NorCal DBDay 2018 - Posters

Posters

1. Build, run, and reproduce experiments with Flor by Rolando Garcia (UC Berkeley)

Abstract: Data scientists try many ideas quickly using development environments and toolchains with which they are familiar. The open and free creative process can be at odds with the formal and systematic practice of tracking experiments. As a result, it is easy for data scientists to neglect the necessary steps for ensuring experiment reproducibility, and compromise a sound scientific method. At the other extreme, an overly bureaucratic and mentally strenuous process can hamper innovation and hurt the creation of tomorrow’s ML applications. This poster will give an overview of Flor, a system we have been developing in the RISE Lab to help manage the machine learning lifecycle. We will discuss how Flor tracks, executes, and reproduces workflows, as well as ongoing efforts to integrate Flor with Jupyter and Git to improve the pipeline development experience and scientific process.

2. ExpoDB: An Exploratory Data Platform by Suyash Gupta, Domenic Cianfichi, Patrick Liao, Shreenath Iyer, Mohammad Sadoghi (UC Davis)

Abstract: ExpoDB is a distributed ledger that unifies secure transactional and real-time analytical processing, all centered around a democratic and decentralized computational model. The goals of ExpoDB are to facilitate design of new database principles, algorithms and architectures and to develop a variety of efficient transactional capabilities, storage architecture, and access methods. We envision ExpoDB to serve as a platform to foster "creativity".

3. L-Store: A Real-time OLTP and OLAP System by Mohammad Sadoghi (UC Davis)

Abstract: To derive real-time actionable insights from the data, it is important to bridge the gap between managing the data that is being updated at a high velocity (i.e., OLTP) and analyzing a large volume of data (i.e., OLAP).
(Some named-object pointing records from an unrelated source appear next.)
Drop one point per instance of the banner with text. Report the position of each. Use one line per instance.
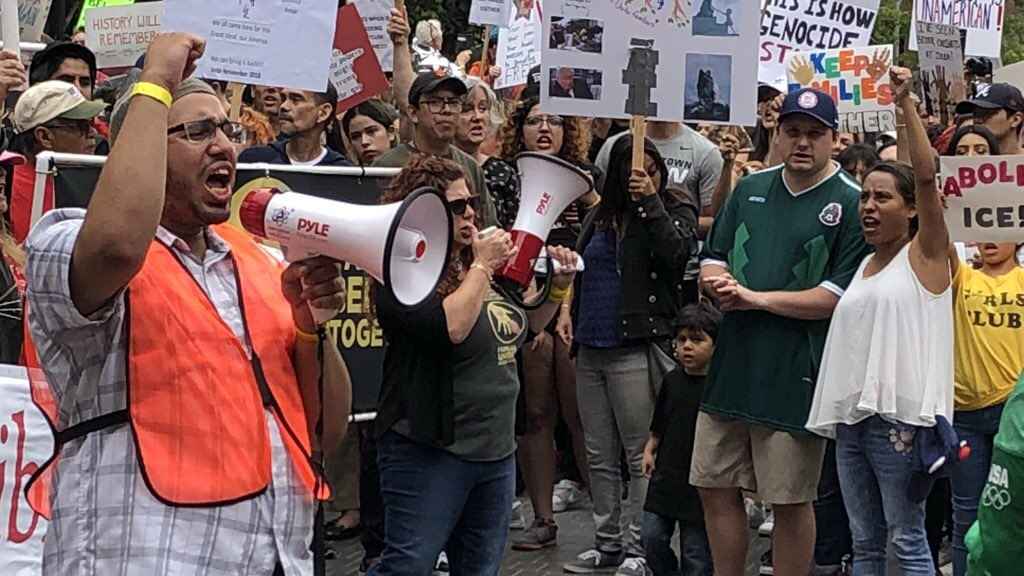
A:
(788, 26)
(119, 35)
(489, 12)
(856, 78)
(980, 42)
(359, 338)
(286, 43)
(354, 70)
(26, 443)
(375, 15)
(519, 45)
(984, 197)
(941, 60)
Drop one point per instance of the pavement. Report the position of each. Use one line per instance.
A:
(576, 534)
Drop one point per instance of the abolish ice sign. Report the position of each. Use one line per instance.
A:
(984, 198)
(285, 43)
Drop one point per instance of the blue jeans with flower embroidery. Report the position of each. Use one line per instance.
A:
(876, 460)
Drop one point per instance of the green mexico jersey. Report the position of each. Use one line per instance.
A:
(765, 366)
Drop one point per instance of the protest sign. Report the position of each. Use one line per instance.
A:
(89, 5)
(941, 69)
(984, 197)
(964, 14)
(375, 15)
(788, 26)
(284, 43)
(119, 35)
(32, 18)
(354, 70)
(489, 12)
(856, 78)
(519, 44)
(670, 60)
(26, 443)
(980, 42)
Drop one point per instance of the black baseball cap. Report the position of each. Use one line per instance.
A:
(429, 82)
(809, 101)
(993, 96)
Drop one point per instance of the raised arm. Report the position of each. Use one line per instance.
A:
(933, 237)
(128, 202)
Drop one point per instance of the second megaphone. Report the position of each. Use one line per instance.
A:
(402, 245)
(549, 184)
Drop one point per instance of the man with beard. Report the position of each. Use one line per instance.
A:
(304, 118)
(434, 107)
(185, 359)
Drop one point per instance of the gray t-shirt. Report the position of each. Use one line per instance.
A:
(486, 382)
(694, 165)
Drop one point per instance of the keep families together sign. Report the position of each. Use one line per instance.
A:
(857, 79)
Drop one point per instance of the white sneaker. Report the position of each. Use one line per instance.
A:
(633, 567)
(518, 521)
(567, 495)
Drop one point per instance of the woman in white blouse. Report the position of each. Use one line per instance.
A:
(888, 364)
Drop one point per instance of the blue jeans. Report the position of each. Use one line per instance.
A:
(435, 501)
(978, 427)
(662, 560)
(876, 460)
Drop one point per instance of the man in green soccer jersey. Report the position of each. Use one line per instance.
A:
(779, 255)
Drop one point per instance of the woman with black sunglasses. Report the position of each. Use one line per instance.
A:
(445, 421)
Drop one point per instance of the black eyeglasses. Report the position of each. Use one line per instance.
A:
(553, 121)
(458, 207)
(440, 105)
(200, 131)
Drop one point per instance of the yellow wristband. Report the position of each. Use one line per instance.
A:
(155, 91)
(558, 294)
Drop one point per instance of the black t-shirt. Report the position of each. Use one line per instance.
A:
(675, 421)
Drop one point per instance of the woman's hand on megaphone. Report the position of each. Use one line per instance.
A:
(494, 250)
(567, 260)
(314, 282)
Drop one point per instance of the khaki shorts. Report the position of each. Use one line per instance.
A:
(781, 467)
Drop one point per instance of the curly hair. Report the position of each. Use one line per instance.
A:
(576, 141)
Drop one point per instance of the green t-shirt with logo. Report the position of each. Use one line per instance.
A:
(486, 382)
(765, 366)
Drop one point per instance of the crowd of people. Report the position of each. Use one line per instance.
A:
(772, 326)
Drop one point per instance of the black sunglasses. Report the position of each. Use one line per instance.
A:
(458, 207)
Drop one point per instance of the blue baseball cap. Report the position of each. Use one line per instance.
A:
(815, 104)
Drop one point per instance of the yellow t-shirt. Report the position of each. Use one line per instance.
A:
(988, 314)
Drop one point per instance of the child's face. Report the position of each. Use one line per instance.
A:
(693, 350)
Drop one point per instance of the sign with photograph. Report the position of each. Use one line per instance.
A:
(692, 60)
(489, 12)
(941, 62)
(354, 70)
(985, 42)
(119, 35)
(856, 78)
(375, 15)
(984, 197)
(519, 44)
(788, 26)
(283, 43)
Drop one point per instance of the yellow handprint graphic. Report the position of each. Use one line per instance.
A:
(801, 71)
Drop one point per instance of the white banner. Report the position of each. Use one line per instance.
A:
(286, 43)
(788, 26)
(489, 12)
(26, 443)
(375, 15)
(119, 35)
(984, 197)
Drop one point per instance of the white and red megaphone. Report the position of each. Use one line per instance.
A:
(549, 186)
(403, 245)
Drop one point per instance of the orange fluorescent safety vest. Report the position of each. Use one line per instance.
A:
(196, 401)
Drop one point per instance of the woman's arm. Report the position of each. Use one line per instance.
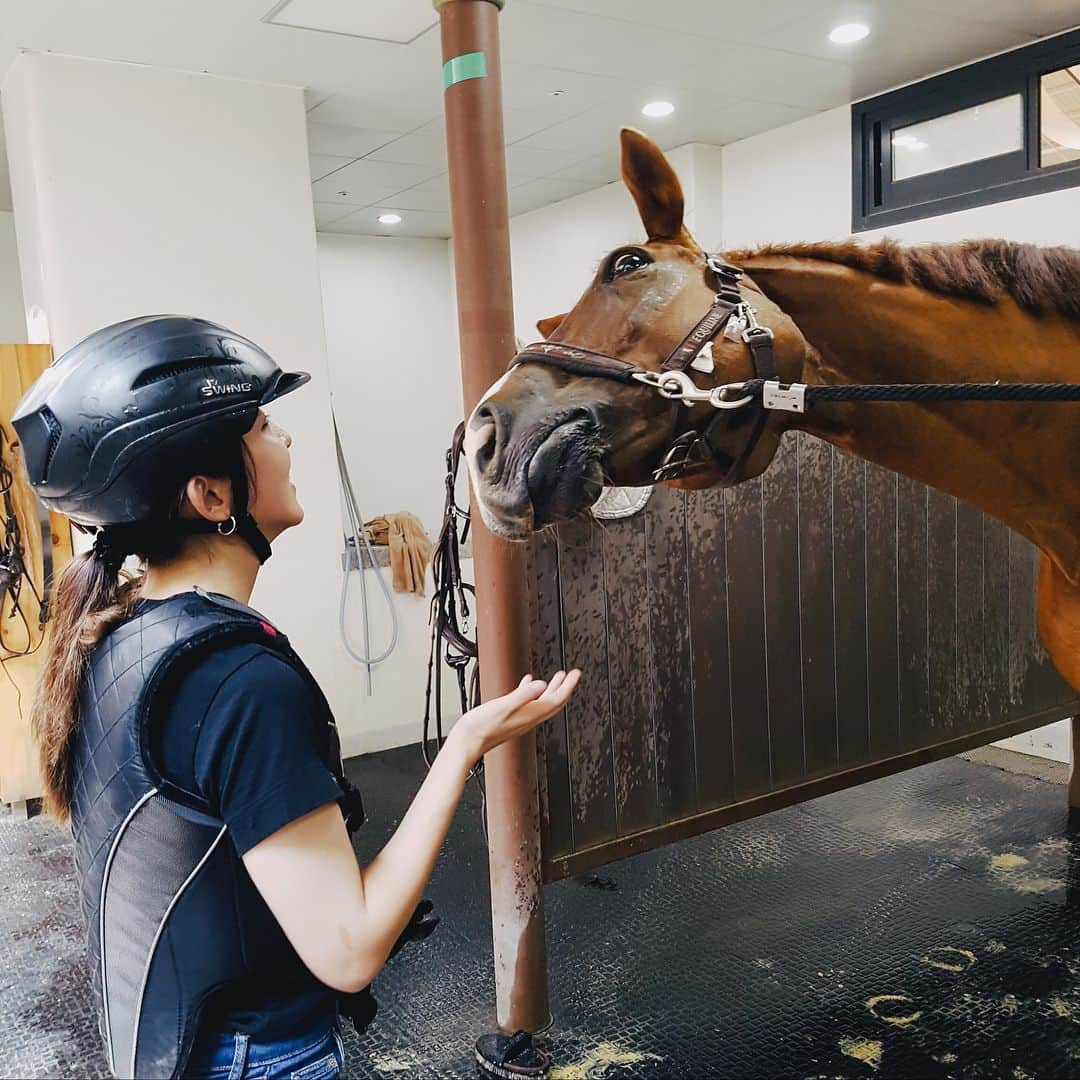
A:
(343, 920)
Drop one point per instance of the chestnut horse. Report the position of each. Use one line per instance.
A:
(543, 441)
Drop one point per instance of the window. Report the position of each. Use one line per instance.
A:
(1001, 129)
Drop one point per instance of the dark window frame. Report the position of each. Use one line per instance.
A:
(877, 200)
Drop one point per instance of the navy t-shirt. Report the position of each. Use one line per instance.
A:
(240, 732)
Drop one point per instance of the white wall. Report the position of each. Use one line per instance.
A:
(12, 316)
(138, 190)
(555, 250)
(391, 336)
(794, 184)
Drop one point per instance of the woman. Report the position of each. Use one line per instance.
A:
(189, 746)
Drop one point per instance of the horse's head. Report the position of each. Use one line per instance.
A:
(544, 440)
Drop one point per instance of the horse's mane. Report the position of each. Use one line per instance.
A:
(1041, 280)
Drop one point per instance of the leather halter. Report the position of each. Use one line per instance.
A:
(688, 449)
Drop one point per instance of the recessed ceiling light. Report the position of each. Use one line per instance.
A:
(848, 34)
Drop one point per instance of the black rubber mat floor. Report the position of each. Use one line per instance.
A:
(922, 926)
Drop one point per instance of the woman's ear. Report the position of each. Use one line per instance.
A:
(208, 495)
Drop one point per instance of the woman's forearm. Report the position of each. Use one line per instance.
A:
(394, 880)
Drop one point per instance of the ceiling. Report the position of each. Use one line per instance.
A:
(574, 72)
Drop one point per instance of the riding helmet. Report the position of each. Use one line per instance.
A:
(111, 423)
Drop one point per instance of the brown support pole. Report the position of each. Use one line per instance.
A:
(478, 213)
However, there has been a divide where specialized solutions were often deployed to support either OLTP or OLAP workloads but not both; thus, limiting the analysis to stale and possibly irrelevant data. In this paper, we present Lineage-based Data Store (L-Store) that combines the realtime processing of transactional and analytical workloads within a single unified engine by introducing a novel update-friendly lineage-based storage architecture. By exploiting the lineage, we develop a contention-free and lazy staging of columnar data from a write-optimized form (suitable for OLTP) into a read-optimized form (suitable for OLAP) in a transactionally consistent approach that supports querying and retaining the current and historic data.

4. EasyCommit: A Non-blocking Two-phase Commit Protocol by Suyash Gupta, Mohammad Sadoghi (UC Davis)

Abstract: To ensure efficient commitment process, the database community has mainly used the two-phase commit (2PC) protocol. However, the 2PC protocol is blocking under multiple failures. This necessitated the development of the non-blocking, three-phase commit (3PC) protocol. However, the database community is still reluctant to use the 3PC protocol, as it acts as a scalability bottleneck in the design of efficient transaction processing systems. In this work, we present Easy Commit which leverages the best of both the worlds (2PC and 3PC), that is, non blocking (like 3PC) and requires two phases (like 2PC). Easy Commit achieves these goals by ensuring two key observations: (i) first transmit and then commit, and (ii) message redundancy. We present the design of the Easy Commit protocol and prove that it guarantees both safety and liveness. We also present a detailed evaluation of EC protocol, and show that it is nearly as efficient as the 2PC protocol.

5. EmbedS: Scalable and Semantic-Aware Knowledge Graph Embeddings by Gonzalo I. Diaz (Oxford U.), Achille Fokoue (IBM Research), Mohammad Sadoghi (UC Davis)

Abstract: While the growing corpus of knowledge is now being encoded in the form of knowledge graphs with rich semantics, the current graph embedding models do not incorporate ontology information into the modeling. We propose a scalable and ontology-aware graph embedding model, EmbedS, which is able to capture RDFS ontological assertions. EmbedS models entities, classes, and properties differently in an RDF graph, allowing for a geometrical interpretation of ontology assertions such as type inclusion, subclassing, and alike.

6. A Scalable Circular Pipeline Design for Multi-Way Stream Joins in Hardware by Mohammadreza Najafi (TUM), Hans-Arno Jacobsen (TUM), Mohammad Sadoghi (UC Davis)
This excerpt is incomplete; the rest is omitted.